Rating: Summary: Lost men Review: We're used to reading about lonely women whose lives revolve around the quest for a man. Literary tradition has long dictated that lonely fictional men, on the other hand, be cynically heroic, adventurous, living large lives, and taking large risks because they have nothing to lose.
In Blue Ridge, T.R. Pearson challenges that tradition with a vengeance, giving us two lonely men who wander, lost as six-week-old puppies, through the wastelands of their own lives.
It's not that Ray Tatum and his cousin Paul Tatum don't hold jobs or occupy reasonably respectable homes. They do. It's their private, unspectacular tragedies that make them interesting -- the way they're haunted by past failure, the way they can't get a break from women, and their total failure at heroism.
Paul is an actuary, a job not ordinarily freighted with heroic opportunity. He likes tidy corners and straight sofa cushions. He can't even win the loyalty of the dog he adopted from the pound. Ray's job as deputy sheriff is theoretically more stimulating, but Ray is doomed to sacrifice justice to small town politics. It's tempting to say that Blue Ridge is a seedy, white man's Waiting to Exhale minus the happy ending.
Shaking up this stagnant psychic terrain is Kit, a super competent, beautiful, African-American forest ranger who threatens to steal the whole show with her low tolerance for small town nonsense. Kit is the kind of lady who can break up with her boyfriend long distance and throttle a redneck racist at the same time -- pay phone in one hand, windpipe in the other. The wreck she'll make of Ray's heart is such a foregone conclusion it hurts.
Stylistically, Blue Ridge is a tour de force. Playing on reader expectation, Pearson pens two completely separate story lines (two subplots, if you will) that are brought together only in the last three pages of the book. This means the novel's brilliant cohesion is in debt not to the plot, but to the subtle ways the two men's lives run parallel.

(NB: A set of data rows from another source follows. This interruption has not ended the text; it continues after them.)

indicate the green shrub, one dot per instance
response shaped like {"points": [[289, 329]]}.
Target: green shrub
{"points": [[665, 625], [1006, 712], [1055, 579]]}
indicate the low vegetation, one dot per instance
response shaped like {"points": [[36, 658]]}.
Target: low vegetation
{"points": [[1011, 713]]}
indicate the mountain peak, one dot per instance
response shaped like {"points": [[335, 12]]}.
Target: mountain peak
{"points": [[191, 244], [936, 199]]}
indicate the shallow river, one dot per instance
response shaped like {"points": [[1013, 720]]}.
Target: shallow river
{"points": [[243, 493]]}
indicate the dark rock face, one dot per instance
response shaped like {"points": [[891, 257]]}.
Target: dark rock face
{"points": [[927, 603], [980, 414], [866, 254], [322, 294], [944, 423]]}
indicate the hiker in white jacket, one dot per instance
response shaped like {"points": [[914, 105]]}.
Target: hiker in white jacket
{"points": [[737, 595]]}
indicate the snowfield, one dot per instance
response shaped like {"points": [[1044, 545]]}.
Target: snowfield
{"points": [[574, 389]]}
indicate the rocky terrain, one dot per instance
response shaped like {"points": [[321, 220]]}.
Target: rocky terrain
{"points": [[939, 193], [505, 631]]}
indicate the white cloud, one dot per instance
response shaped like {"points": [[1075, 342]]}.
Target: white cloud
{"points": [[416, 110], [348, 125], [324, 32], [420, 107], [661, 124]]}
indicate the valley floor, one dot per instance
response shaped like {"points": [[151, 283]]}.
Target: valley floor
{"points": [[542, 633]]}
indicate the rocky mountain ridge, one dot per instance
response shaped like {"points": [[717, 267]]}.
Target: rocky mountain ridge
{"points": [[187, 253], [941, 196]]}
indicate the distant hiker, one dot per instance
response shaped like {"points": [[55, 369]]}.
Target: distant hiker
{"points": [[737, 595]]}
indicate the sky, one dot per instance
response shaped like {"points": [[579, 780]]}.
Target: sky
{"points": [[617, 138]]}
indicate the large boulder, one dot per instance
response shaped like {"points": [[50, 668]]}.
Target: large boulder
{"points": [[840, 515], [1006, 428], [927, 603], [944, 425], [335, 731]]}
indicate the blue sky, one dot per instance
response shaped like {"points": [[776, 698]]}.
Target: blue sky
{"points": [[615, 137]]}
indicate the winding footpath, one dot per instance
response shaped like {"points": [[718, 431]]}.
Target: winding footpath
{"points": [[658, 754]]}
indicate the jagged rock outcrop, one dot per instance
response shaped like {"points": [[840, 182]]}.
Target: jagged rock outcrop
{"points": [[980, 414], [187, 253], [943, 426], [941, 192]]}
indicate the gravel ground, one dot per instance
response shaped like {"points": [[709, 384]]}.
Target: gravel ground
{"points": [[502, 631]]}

Rating: Summary: Pearson Sneaks Up On You Review: You find Pearson's prose to be well observed but basically straightforward. You suspect he has something more literary going on beneath the surface. Eventually, you will get it if not at first. The "surface" of BLUE RIDGE is comprised of two concurrent, leapfrogging tales. One concerns a sheriff's deputy investigating a murder on the Appalachian Trail in Virginia. The other follows a Roanoke insurance actuary caught in the criminal underground of New York City when summoned to identify the body of an adult son he had not seen since he was a young child. Both strands can be described as genre mysteries with stock characters providing ironic relief--a Parks investigator reminiscent of Christy Love and violent thugs and bungling cops peopling New York. In the end, though, Pearson has said volumes about the two contemporary sons of the south, loners who have had their lives transformed by the loss of children in their respective pasts. Despite the violence, despite the clowning around, there's a quiet heart at work here, one that worries about the rise of chaos, the loss of order and high falutin' things like that.